The previous example is the precise local model for the Abel resolution G(0,3)-->W(0,3) of the theta divisor for a non hyperelliptic curve C of genus 4 by the symmetric cube C^(3) ≈ G(0,3), of the curve C. I.e. the Abel resolution C^(3) contains the fiber |L| ≈ P^1 over a line bundle L with h^0(L) = 2, and is isomorphic to the “canonical blowup”. The usual blowup of the theta divisor W(0,3) inserts a copy of P^1xP^1.

Note moreover that the fiber of the usual blowup of W(0,3) at a point L with h^0(L) = 2, is the unique quadric surface in the P^3 containing the canonical curve C, and the two Abel fibers |L| and |K-L| are the systems of divisors cut by the two rulings of that quadric. Thus the two fibers of the “canonical blowup” of W(0,3) over the points L and K-L, correspond to blowing down the fiber of the usual blowup along opposite rulings to obtain two different copies of P^1.

If C is a generic curve of genus 5, the subvariety W(1,4) is just the singular locus of W(0,4). The canonical blowup of W(0,4) is the Abel map C^(4) ≈ G(0,4)-->W(0,4), and the inverse image of W(1,4) is a P^1 bundle over it. In the usual blowup of W(0,4) along W(1,4), the inverse image of each point of W(1,4) is a smooth quadric surface. Thus the usual blowup of W(0,4) along W(1,4), is obtained from the canonical blowup G(0,4) by blowing up further along the inverse image C(1,4) of W(1,4). This situation is just the same as the previous one from genus 4, but with parameters. Equivalently, the canonical blowup of W(0,4) along W(1,4), is again obtained by first performing the usual blowup, and then partially blowing down the exceptional locus, a bundle of quadric surfaces over W(1,4), to obtain a P^1 bundle over W(1,4).

As Jack Huizenga suggested, in general perhaps one obtains the canonical blowup of W(r,d) by repeatedly blowing up in the usual sense along subvarieties W(s,d) with s > r, or their total transforms, and finally blowing down partially once.

In the case of the theta divisor of a Prym variety there is no Torelli theorem, and Brill Noether representations and the associated Abel-Prym maps are neither intrinsic to the geometry of the polarized Prym variety, nor birational. Indeed since the Prym theta divisor lies inside W(1,g-1), the Abel-Prym map is generically a P^1 fibration. For these reasons in Appendix C of chapter VI of ACGH there were no analogous results given for Prym varieties.

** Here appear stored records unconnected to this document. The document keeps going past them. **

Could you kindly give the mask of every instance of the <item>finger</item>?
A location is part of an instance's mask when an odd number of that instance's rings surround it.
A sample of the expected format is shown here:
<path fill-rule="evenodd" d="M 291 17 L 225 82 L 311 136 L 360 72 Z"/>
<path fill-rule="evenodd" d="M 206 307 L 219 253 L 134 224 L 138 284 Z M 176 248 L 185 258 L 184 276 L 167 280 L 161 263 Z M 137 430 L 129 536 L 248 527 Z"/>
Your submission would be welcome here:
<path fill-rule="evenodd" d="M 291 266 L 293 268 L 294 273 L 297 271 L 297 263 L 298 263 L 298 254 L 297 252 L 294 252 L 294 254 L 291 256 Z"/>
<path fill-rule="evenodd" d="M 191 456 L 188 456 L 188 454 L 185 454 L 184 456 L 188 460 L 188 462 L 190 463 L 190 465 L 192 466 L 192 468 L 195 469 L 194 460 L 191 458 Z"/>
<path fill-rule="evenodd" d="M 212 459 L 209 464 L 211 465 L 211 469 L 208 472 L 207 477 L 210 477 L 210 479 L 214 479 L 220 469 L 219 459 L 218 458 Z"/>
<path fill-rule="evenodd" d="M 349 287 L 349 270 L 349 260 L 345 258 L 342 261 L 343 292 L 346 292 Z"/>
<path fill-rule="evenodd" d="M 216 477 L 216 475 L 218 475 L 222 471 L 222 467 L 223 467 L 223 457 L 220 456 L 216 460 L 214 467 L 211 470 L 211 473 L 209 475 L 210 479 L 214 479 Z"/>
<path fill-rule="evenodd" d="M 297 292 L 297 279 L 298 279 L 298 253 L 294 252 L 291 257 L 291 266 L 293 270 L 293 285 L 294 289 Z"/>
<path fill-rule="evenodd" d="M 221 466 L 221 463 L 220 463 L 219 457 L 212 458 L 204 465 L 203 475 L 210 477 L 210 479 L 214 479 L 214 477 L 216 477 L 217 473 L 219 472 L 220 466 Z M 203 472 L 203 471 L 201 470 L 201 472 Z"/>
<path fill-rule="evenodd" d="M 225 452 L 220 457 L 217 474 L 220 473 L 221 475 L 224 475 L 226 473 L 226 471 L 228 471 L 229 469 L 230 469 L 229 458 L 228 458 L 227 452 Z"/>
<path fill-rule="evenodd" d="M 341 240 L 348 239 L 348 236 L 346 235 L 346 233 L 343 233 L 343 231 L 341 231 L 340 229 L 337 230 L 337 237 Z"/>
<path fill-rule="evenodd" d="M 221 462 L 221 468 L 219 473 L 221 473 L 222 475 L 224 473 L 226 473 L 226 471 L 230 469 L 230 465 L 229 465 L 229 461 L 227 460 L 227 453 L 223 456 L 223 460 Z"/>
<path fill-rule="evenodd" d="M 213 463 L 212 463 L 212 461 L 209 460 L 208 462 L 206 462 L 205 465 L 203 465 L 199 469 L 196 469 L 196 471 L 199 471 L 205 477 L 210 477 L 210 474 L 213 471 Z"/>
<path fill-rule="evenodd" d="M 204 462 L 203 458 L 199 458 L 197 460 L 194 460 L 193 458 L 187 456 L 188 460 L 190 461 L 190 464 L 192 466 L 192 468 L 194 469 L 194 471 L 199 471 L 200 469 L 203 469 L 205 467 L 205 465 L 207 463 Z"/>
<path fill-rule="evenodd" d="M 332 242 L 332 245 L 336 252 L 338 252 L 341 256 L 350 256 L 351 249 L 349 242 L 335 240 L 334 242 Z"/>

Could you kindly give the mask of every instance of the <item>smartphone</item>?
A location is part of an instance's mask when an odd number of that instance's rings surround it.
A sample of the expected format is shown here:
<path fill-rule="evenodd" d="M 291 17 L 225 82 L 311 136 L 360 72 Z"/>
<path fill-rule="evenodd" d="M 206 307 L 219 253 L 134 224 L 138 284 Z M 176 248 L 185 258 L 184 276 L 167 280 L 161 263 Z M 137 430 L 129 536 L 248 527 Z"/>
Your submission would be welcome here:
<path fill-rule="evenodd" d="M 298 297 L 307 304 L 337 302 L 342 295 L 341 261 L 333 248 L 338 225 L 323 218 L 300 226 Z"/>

More recently some intrinsic information about the Prym theta divisor, such as the degree of the tangent cone at a point, has been computed in terms of invariants of the curves associated to any representation.


The primary obstacle to parametrizing the tangent cone is the source spaces of the Abel-Prym map, the Prym divisor varieties, are not always smooth. When a smooth one exists one obtains an analogous parametrization of the tangent cone of the Prym theta divisor, i.e. of the fiber of the usual blowup, by the linear normal bundle to the fiber of the Abel-Prym map, although not a birational one. Even in some non smooth cases, such as a Prym representation of the intermediate Jacobian of a cubic threefold, one can still calculate the parametrization of the tangent cone to the Prym theta divisor by the non linear normal cone along the fiber of the Abel-Prym map.